Practical Advice for Acquiring Artificial Intelligence

By John Ferry

Government acquisition professionals more and more often face the challenge of acquiring cutting-edge technologies such as cloud computing and big data. Artificial intelligence (AI) is just like all new technology in that it presents new operational challenges for contracting and buying programs. Yet, at the same time, AI is nothing like anything government has acquired before.

AI comes with a mountain of new questions and concerns. Some are familiar, such as security, performance, and supportability. Others are less so, including ethical considerations, underlying data rights, bias, and where humans should be involved in its functioning. 

To make matters more challenging, an overwhelming number of vendors offer AI solutions wrapped in jargon-filled briefs, obscuring which are genuinely new and which are the same old products sprinkled with AI fairy dust. To simplify acquiring AI, let’s start with a basic framework.

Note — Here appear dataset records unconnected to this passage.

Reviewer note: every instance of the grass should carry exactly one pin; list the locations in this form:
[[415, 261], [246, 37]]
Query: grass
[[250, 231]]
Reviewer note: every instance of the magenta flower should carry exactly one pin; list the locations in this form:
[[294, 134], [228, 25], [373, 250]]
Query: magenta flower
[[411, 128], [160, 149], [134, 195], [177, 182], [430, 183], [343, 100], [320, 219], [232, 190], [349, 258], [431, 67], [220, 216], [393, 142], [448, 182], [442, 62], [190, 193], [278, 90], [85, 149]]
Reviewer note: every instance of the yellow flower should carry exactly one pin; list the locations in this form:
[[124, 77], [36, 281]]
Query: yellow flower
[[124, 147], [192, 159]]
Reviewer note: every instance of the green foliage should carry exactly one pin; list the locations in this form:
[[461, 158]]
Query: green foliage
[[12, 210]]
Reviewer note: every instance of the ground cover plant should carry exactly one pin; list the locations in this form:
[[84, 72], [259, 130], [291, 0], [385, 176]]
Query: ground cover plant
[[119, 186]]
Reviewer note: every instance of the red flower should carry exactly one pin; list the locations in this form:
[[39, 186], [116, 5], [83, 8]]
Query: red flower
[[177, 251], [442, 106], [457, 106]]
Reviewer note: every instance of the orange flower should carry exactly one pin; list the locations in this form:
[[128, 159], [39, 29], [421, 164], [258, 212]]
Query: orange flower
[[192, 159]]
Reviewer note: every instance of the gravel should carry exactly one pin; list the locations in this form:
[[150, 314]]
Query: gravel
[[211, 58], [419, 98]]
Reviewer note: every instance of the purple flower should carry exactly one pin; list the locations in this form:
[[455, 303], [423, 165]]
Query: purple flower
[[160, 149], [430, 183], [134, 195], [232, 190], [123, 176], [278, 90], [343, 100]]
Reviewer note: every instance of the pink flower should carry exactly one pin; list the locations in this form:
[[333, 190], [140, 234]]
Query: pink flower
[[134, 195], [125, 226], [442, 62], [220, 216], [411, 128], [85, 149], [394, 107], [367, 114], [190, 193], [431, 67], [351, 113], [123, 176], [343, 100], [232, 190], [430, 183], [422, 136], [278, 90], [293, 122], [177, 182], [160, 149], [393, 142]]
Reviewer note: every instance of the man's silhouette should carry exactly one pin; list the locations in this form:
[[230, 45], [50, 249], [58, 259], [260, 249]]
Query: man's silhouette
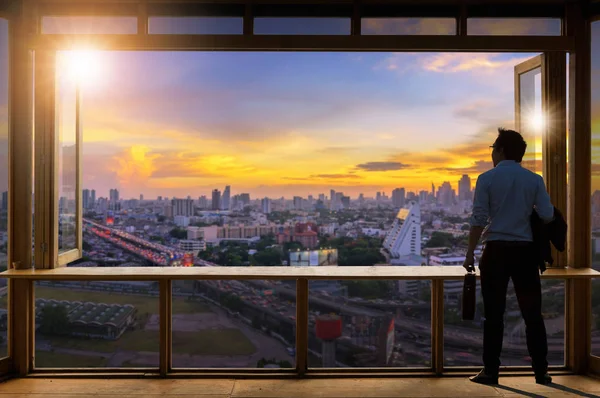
[[505, 197]]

Inductive and Deductive Reasoning in AI Acquisition

In more than eight years supporting technology transition at the Defense Advanced Research Projects Agency (DARPA), it became clear to me that there are essentially two ways government goes about implementing AI: Start from users’ needs and work back to the available AI capability or start with what AI can do and work back to the challenges users face. Without getting overly philosophical, these two different approaches highlight two different ways of looking at the world: deductive and inductive reasoning. 

  1. Inductive Reasoning: Inductive reasoning starts with specific observations or interactions, which are then synthesized into broader insights or hypotheses.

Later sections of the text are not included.